# Toshiba laptop question



## Wolf mom (Mar 8, 2005)

Actually I don't know what it's called. It's not new and was given to me. It has a 10 inch screen with Windows 7 on it. 

My question is this:

When I'm typing, the cursor will move all on it's own into the middle of the sentence, usually in the middle of a word I just typed or back into the middle of a paragraph I just type- randomly - All on it's own like it was possessed. I've watched my typing & I know I am not doing anything to make the cursor move. 

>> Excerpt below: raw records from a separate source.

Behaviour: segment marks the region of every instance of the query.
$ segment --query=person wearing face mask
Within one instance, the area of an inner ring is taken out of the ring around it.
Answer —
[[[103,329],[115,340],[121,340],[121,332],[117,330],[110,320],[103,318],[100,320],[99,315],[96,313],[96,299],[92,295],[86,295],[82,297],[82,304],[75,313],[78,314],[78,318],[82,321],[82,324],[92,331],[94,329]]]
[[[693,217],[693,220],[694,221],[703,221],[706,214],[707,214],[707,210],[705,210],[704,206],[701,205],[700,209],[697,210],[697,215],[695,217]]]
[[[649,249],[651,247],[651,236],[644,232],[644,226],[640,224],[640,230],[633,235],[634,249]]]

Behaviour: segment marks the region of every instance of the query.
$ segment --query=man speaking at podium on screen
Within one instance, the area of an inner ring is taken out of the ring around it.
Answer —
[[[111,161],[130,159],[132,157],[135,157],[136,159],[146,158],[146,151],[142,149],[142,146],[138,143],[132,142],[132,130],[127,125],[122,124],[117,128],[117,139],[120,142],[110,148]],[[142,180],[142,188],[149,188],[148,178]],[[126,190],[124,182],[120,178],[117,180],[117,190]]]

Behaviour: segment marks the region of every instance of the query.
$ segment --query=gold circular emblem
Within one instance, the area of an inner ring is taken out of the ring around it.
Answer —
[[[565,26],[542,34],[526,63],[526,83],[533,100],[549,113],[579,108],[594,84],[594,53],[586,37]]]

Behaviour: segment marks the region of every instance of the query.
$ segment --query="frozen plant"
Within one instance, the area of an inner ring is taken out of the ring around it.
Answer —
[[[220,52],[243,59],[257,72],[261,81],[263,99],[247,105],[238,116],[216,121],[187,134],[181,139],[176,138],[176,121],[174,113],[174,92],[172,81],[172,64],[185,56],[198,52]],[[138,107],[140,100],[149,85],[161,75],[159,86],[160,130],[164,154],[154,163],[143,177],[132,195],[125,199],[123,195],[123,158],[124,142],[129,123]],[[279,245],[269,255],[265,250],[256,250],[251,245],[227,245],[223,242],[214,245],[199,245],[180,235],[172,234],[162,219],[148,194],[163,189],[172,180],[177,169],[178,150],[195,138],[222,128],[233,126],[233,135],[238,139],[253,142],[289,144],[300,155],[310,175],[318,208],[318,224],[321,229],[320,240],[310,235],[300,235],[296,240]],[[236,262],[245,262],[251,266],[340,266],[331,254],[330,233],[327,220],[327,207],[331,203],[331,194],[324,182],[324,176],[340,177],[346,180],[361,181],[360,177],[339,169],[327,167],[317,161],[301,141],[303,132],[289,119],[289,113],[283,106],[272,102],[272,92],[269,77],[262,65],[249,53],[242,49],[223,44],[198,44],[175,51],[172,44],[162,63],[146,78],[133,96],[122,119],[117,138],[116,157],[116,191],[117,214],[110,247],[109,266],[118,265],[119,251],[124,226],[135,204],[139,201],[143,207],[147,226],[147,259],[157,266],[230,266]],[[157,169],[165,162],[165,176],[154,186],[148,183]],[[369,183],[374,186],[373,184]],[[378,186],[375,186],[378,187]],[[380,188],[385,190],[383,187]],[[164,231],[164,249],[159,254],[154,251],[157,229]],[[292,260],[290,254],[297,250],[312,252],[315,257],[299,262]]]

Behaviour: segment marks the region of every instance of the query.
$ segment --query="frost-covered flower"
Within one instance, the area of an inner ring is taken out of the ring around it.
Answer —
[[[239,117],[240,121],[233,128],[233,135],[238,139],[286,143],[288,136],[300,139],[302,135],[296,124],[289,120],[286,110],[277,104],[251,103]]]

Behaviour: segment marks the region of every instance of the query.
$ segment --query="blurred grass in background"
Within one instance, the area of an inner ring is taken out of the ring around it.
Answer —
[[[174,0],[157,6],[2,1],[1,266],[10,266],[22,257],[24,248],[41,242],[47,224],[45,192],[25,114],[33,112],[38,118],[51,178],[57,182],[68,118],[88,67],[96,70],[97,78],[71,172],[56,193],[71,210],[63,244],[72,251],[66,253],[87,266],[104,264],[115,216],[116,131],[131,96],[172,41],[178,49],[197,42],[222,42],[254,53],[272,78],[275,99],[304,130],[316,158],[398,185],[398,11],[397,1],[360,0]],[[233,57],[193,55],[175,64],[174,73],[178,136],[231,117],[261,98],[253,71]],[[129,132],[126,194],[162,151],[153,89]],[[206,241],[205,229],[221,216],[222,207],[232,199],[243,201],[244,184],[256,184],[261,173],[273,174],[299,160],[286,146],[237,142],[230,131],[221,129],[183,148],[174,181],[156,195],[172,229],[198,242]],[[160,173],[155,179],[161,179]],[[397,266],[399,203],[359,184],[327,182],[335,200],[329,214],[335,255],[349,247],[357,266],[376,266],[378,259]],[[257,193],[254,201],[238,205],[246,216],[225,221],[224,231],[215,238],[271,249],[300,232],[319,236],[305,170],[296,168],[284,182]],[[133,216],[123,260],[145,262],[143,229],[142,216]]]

Is this something I can fix? Can someone lead me through it? OR Do I have to take it to a computer fix it place?


----------



## primal1 (Aug 22, 2003)

for a while i was doing the samething and still do now even though i know it's because i am hovering over the mouse pad.. you don't need to make contact with the mousepad for it to sense a movement.
Alternately there might be a setting that automatically moves your arrow cursor to a specified location.


----------



## Harry Chickpea (Dec 19, 2008)

Yep. Kill the mousepad and buy a USB mouse. It is a COMMON problem to the point that there really needs to be a class action suit.


----------



## Wolf mom (Mar 8, 2005)

Interesting - Never thought I was hovering. 
I just tried it out & both thumbs are waving really close over the mouse pad when I type. 
I have a USB mouse and will try that.

You all are so great!! Thank you. :clap:


----------



## Wolfy-hound (May 5, 2013)

I'm very used to using my touchpad instead of a USB mouse and I still accidentally mess with it, usually with the base of my thumb.


----------



## Wolf mom (Mar 8, 2005)

Fn + F9 or F7 doesn't work so I"ll start on the numerous ways PC Magazine.com says to disable it.

thanks again.


----------



## Wolfy-hound (May 5, 2013)

I believe if you go into your settings, you can disable it. That's how my sister disabled hers to use just the USB mouse.


----------